Alumni Profile - Class of ’84

Born with a rare disease. Deaf since age 5. Blind since age 28. You could argue that Bill Barkeley’s whole life has been an uphill battle.

But Barkeley ’84 has always been one to rise to a challenge.

The Grand Rapids, Mich., businessman and father of three recently scaled Mt. Kilimanjaro, the world’s highest freestanding mountain, using the same tools that have helped him succeed all his life: assistive technology and a positively indomitable spirit.

Barkeley, 45, has Usher’s Syndrome, a genetic condition that progressively robs its victims of both their sight and hearing. Barkeley is “severely to profoundly deaf” and legally blind. He has a 20-degree field of vision – a veritable pinhole straight in front of him, surrounded by black.

There is no known cure for the disease, which affects only .004 percent of the population. Barkeley jokes that he “won the lottery.”

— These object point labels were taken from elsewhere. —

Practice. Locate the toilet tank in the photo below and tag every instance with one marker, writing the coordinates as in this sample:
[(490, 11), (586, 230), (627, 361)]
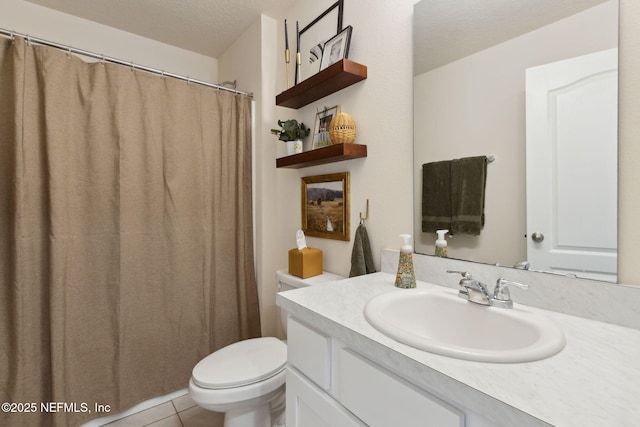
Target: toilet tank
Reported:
[(287, 282)]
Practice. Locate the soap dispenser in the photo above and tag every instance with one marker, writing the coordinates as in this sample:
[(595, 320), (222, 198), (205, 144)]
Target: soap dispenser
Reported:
[(406, 277), (441, 244)]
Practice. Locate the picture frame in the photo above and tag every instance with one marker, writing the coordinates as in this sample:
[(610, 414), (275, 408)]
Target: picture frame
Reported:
[(314, 36), (325, 206), (321, 128), (336, 48)]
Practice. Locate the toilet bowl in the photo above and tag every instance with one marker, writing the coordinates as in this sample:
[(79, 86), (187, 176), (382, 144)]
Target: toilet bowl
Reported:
[(246, 380)]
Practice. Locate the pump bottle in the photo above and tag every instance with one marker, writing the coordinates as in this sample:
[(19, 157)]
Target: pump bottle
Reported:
[(441, 244), (406, 277)]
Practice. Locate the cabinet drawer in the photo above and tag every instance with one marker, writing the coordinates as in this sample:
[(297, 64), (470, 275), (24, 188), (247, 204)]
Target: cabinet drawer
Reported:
[(382, 399), (309, 351)]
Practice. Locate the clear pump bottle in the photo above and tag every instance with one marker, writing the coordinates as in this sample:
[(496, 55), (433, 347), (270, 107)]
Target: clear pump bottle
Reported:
[(406, 277), (441, 244)]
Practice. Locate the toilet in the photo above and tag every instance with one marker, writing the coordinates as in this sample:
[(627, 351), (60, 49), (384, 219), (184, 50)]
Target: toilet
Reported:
[(246, 380)]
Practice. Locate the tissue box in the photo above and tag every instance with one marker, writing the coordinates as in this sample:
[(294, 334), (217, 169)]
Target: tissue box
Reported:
[(306, 262)]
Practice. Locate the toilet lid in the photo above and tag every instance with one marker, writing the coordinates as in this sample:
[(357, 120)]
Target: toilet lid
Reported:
[(245, 362)]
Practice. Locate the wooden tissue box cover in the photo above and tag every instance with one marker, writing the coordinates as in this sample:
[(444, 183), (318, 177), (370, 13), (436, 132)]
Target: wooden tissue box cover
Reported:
[(306, 262)]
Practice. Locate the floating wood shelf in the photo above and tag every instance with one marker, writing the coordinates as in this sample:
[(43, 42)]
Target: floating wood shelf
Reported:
[(320, 156), (336, 77)]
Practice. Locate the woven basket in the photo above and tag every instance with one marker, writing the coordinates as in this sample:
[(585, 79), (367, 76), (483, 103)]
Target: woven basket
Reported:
[(342, 129)]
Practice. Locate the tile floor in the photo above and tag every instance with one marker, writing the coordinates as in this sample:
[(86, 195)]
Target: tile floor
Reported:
[(179, 412)]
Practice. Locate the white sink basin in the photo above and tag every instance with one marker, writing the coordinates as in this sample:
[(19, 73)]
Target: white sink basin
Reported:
[(440, 322)]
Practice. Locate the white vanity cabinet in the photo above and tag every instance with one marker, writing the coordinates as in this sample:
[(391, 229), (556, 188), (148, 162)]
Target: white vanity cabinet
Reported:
[(329, 384)]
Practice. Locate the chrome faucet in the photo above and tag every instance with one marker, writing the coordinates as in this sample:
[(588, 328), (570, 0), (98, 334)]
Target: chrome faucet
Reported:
[(477, 292)]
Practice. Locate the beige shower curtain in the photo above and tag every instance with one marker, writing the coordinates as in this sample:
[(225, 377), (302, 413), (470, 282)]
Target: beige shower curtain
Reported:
[(125, 233)]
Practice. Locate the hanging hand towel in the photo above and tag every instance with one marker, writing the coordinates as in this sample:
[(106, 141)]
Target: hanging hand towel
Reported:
[(436, 196), (361, 256), (468, 181)]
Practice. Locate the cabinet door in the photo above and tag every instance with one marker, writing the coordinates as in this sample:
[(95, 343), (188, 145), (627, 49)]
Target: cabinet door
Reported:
[(308, 406), (381, 399)]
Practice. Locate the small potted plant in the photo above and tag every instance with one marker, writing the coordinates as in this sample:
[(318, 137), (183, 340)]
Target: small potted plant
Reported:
[(291, 132)]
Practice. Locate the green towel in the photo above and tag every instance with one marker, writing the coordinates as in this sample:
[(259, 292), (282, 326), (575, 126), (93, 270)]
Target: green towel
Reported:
[(468, 181), (361, 256), (436, 196)]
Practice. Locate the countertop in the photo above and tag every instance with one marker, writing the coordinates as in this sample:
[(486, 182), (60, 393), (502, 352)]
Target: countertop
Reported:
[(593, 381)]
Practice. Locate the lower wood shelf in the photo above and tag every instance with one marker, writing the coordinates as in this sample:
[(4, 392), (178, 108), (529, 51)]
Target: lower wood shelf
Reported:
[(320, 156)]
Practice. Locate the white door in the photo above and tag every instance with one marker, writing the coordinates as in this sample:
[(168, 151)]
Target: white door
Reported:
[(572, 157)]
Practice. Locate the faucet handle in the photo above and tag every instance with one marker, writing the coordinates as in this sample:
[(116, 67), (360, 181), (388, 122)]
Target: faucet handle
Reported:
[(501, 295)]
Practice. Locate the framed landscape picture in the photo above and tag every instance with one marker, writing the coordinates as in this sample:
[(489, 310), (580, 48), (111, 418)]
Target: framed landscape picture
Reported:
[(325, 206)]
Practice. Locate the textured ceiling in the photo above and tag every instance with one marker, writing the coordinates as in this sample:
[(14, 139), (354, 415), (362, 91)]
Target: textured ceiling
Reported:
[(208, 27), (449, 30)]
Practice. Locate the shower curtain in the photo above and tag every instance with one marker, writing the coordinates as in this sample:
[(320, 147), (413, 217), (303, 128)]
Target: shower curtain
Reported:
[(125, 233)]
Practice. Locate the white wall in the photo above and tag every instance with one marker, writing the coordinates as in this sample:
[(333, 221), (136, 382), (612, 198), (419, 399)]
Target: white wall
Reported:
[(251, 61), (382, 108), (475, 106), (41, 22), (629, 149)]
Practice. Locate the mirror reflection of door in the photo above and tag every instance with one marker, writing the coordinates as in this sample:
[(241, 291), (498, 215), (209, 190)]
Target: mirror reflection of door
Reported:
[(571, 127)]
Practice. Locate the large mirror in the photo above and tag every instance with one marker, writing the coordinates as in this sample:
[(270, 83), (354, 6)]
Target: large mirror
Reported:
[(490, 79)]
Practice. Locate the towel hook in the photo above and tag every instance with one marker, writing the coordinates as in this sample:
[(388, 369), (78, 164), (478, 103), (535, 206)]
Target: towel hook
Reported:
[(364, 218)]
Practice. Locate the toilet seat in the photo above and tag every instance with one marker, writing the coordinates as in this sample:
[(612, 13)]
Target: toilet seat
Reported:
[(240, 364)]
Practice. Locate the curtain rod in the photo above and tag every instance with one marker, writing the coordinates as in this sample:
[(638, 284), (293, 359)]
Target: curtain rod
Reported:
[(70, 49)]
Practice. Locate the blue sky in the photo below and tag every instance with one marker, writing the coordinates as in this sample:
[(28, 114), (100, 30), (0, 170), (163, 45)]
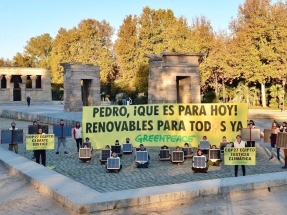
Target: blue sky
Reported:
[(22, 19)]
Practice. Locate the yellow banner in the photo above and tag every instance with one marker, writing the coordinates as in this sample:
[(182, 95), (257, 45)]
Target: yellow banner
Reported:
[(240, 156), (39, 141), (159, 124)]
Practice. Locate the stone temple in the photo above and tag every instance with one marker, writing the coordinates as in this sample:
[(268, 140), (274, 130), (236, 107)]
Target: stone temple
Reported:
[(174, 78), (81, 86), (18, 82)]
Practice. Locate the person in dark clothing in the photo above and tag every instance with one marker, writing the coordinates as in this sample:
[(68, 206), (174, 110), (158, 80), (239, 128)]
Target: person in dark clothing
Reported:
[(40, 152), (28, 100)]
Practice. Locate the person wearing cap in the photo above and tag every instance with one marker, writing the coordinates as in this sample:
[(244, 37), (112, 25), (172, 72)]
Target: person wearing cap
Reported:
[(273, 140), (114, 155), (40, 152), (12, 144), (239, 144), (199, 169), (85, 145), (251, 125), (62, 140), (145, 164)]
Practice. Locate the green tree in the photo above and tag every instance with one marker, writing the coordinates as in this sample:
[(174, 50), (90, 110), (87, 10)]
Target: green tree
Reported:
[(253, 34), (89, 43), (38, 50), (244, 93), (277, 93), (21, 60)]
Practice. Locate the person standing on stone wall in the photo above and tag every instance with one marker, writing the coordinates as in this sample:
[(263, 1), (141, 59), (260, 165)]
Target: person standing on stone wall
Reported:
[(40, 152), (77, 133), (239, 144), (62, 139), (130, 101), (11, 145), (28, 100)]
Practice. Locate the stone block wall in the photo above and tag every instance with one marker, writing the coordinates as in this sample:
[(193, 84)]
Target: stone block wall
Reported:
[(78, 76), (37, 94), (174, 78)]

“Deaf-blindness is not a bad thing,” says the USC Marshall School of Business graduate, who attended mainstream schools his whole life and now heads up marketing for Steelcase Premium Group, a division of the world’s largest office furniture manufacturer. “The problem with a disability is everybody will set expectations for you, what they think you can and can’t do.”

Imagine their surprise when Barkeley reached the icy summit of Tanzania’s extinct volcano in September. With the help of a mountain guide and state-of-the-art audio and visual aids, he climbed 19,000 feet above sea level in six days.

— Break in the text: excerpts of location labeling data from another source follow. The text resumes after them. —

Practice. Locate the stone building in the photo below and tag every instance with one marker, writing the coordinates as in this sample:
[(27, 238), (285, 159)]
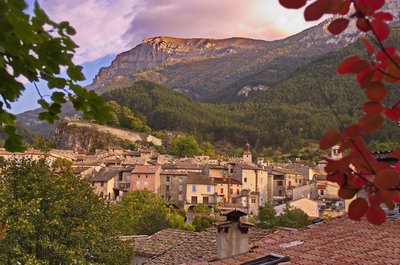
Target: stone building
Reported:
[(173, 187)]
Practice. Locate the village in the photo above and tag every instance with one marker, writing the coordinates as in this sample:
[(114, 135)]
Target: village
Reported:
[(235, 183), (238, 187)]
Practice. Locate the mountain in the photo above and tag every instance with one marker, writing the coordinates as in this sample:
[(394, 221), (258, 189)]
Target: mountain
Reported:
[(205, 68), (215, 70)]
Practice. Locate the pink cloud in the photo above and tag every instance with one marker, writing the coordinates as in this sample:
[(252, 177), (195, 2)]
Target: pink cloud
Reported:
[(112, 26)]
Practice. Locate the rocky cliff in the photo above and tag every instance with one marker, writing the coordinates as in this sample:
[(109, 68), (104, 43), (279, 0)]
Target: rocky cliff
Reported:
[(213, 69), (153, 52)]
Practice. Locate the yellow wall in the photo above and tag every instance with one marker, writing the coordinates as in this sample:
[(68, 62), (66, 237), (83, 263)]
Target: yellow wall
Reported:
[(308, 206), (201, 191)]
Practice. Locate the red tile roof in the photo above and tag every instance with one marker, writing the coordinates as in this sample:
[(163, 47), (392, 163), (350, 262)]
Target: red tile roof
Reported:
[(337, 241), (225, 181), (145, 169)]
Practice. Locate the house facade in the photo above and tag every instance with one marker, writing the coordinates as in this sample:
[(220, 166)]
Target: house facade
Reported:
[(146, 177)]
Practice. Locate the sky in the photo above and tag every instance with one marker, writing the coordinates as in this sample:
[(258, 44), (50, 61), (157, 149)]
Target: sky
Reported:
[(108, 27)]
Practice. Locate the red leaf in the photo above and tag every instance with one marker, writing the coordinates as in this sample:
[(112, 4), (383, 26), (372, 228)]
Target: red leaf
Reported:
[(373, 107), (362, 25), (393, 113), (371, 122), (293, 4), (316, 10), (330, 139), (393, 74), (365, 77), (376, 91), (387, 178), (384, 16), (338, 26), (368, 45), (381, 29), (381, 56), (347, 193), (396, 153), (375, 215), (358, 208), (345, 66), (376, 4)]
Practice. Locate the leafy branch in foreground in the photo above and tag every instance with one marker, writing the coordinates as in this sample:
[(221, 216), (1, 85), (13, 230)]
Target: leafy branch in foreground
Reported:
[(36, 48), (359, 173), (48, 218)]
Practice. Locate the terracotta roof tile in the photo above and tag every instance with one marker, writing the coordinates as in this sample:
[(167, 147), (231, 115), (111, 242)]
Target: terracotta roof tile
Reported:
[(337, 241), (139, 169), (171, 246)]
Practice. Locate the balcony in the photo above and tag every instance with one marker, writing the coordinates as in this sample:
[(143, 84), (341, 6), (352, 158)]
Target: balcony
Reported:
[(122, 186)]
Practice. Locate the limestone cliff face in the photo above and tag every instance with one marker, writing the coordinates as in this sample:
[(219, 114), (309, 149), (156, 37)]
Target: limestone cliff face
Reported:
[(82, 138), (158, 51)]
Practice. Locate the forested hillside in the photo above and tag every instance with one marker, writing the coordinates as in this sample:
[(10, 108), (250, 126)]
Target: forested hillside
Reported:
[(300, 108)]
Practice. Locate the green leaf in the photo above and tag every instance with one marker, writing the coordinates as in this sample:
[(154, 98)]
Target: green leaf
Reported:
[(75, 73)]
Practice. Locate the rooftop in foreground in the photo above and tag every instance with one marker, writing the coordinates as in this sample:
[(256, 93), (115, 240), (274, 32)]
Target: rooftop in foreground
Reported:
[(337, 241)]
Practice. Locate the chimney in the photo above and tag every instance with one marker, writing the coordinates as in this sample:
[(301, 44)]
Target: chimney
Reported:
[(232, 235)]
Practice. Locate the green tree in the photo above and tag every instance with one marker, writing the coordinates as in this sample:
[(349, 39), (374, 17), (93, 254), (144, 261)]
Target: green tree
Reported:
[(185, 146), (48, 218), (37, 48), (266, 217), (123, 117), (201, 208), (62, 163), (144, 212), (207, 149)]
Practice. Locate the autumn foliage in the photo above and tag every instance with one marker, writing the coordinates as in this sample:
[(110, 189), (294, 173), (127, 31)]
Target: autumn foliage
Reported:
[(376, 184)]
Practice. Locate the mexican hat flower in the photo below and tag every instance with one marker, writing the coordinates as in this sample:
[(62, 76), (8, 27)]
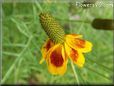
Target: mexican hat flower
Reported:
[(60, 46)]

Not only was Barkeley able to raise people’s expectations of what a “disabled” person can do – a feat he describes as “just a liberating thing.” He also proved that scientific advances are making mountains into molehills.

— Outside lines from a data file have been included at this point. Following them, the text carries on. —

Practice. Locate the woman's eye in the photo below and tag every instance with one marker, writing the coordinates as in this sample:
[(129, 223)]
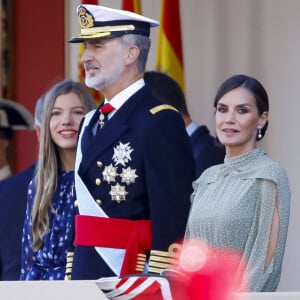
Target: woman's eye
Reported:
[(55, 113), (242, 110), (222, 109)]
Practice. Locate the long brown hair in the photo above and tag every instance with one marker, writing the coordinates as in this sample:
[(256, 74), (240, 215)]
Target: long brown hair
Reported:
[(48, 159)]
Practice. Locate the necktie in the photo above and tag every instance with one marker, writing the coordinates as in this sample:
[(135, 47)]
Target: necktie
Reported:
[(104, 111)]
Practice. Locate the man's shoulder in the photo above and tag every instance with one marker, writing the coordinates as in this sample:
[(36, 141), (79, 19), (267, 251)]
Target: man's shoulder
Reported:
[(22, 178)]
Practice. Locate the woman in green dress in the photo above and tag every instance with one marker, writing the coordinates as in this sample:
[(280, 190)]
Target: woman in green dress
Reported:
[(244, 203)]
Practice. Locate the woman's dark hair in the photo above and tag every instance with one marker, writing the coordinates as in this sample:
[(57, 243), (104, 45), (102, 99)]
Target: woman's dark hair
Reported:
[(251, 84)]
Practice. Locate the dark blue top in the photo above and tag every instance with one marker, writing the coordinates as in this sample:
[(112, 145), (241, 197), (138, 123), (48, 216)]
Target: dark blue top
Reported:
[(49, 263)]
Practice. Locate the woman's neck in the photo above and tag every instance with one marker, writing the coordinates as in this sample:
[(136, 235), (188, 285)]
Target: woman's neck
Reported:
[(67, 159)]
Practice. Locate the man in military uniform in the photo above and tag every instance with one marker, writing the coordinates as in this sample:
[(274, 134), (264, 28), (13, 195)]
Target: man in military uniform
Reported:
[(134, 165)]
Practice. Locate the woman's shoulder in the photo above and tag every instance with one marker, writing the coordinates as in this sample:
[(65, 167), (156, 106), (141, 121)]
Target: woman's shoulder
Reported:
[(269, 168)]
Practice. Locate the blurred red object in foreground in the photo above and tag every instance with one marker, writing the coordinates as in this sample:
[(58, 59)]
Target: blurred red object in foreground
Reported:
[(206, 273), (202, 273)]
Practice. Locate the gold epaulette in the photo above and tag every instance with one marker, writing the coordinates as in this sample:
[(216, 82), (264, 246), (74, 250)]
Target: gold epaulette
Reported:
[(69, 265), (161, 107), (161, 260)]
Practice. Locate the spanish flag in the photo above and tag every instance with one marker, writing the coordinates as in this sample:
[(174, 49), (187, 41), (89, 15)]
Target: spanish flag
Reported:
[(169, 55), (81, 73), (132, 5)]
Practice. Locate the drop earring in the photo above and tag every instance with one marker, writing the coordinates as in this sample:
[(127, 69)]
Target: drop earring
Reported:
[(259, 135)]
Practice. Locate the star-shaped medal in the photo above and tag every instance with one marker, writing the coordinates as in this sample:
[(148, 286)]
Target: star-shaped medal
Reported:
[(109, 173), (128, 175), (122, 154)]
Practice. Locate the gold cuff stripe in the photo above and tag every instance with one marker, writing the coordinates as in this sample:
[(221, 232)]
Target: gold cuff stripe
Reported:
[(166, 260), (103, 29), (159, 265), (161, 107), (155, 270)]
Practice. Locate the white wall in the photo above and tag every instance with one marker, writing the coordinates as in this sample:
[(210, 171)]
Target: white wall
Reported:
[(257, 37)]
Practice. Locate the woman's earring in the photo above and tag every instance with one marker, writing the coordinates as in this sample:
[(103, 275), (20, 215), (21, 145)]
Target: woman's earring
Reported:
[(259, 135)]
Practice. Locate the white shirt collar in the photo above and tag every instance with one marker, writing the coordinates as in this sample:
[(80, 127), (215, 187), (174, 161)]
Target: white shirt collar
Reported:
[(190, 129), (118, 100)]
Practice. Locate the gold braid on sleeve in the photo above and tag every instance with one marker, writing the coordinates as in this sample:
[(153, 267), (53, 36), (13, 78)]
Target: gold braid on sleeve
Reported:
[(69, 265), (161, 260)]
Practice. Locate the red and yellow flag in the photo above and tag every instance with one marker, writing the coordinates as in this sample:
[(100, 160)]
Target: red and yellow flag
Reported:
[(132, 5), (81, 72), (169, 55)]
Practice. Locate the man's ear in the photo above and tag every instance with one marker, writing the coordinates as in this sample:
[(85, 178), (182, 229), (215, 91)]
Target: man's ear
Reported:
[(132, 54)]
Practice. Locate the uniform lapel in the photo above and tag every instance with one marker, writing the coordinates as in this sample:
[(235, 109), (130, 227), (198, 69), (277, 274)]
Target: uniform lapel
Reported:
[(111, 132)]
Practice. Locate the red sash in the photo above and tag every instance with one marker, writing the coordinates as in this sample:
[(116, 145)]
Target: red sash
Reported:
[(134, 236)]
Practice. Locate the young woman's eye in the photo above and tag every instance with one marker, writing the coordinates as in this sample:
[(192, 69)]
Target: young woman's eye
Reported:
[(243, 110), (79, 112), (55, 113)]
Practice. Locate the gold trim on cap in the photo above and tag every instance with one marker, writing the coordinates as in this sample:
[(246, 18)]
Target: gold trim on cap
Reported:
[(93, 36), (89, 31), (161, 107)]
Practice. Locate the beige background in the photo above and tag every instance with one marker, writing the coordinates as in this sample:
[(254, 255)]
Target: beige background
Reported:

“The whole project,” says Barkeley, who was on Good Morning, America after the trip, “was about trying to educate the world about assistive technology.”

At USC alone, he says, Mark Humayun, professor of ophthalmology, is  making great strides in research and vision-loss treatments.

“The biggest shame is that assistive technologies are out there and that patients, families and doctors don’t know about them.”

He trained for the trek with daily hikes around Grand Rapids nature trails, or up staircases, carrying a weighted backpack. The routine helped him shed 35 pounds. “I’m actually back to my college weight,” he says proudly. “But it was an expensive weight-loss plan!”

He set out for the mountain with night-vision goggles and a Phonak FM sound system. Purchased with a $10,000 grant from the Hear the World Foundation, the Phonak is a wireless microphone and transmitter that allowed his guide, Jeff Evans, to speak directly into Barkeley’s hearing aids from up to 100 feet away.

“The guide would be below me on the mountain giving me instructions on how to climb: ‘Go right, go left, put your foot here,’ “ he says. In subzero temperatures, in the dark of night, amid whipping wind, Barkeley did as he was told. “It was the difference between making it or not making it,” he says. “You feel so much more confident when you can hear someone else’s voice, an expert.”

The best part of the trip was the things he saw and heard, thanks to the top-notch technology: water cascading down streams, monkeys croaking and ratting and a night sky thick with twinkling stars.

“I haven’t been able to see stars like that since I was a little kid,” says Barkeley, noting that he will lose all of his vision eventually. “It’s just a matter of time. As I go blind, all of these memories will be mine forever, and no one can ever take that from me.”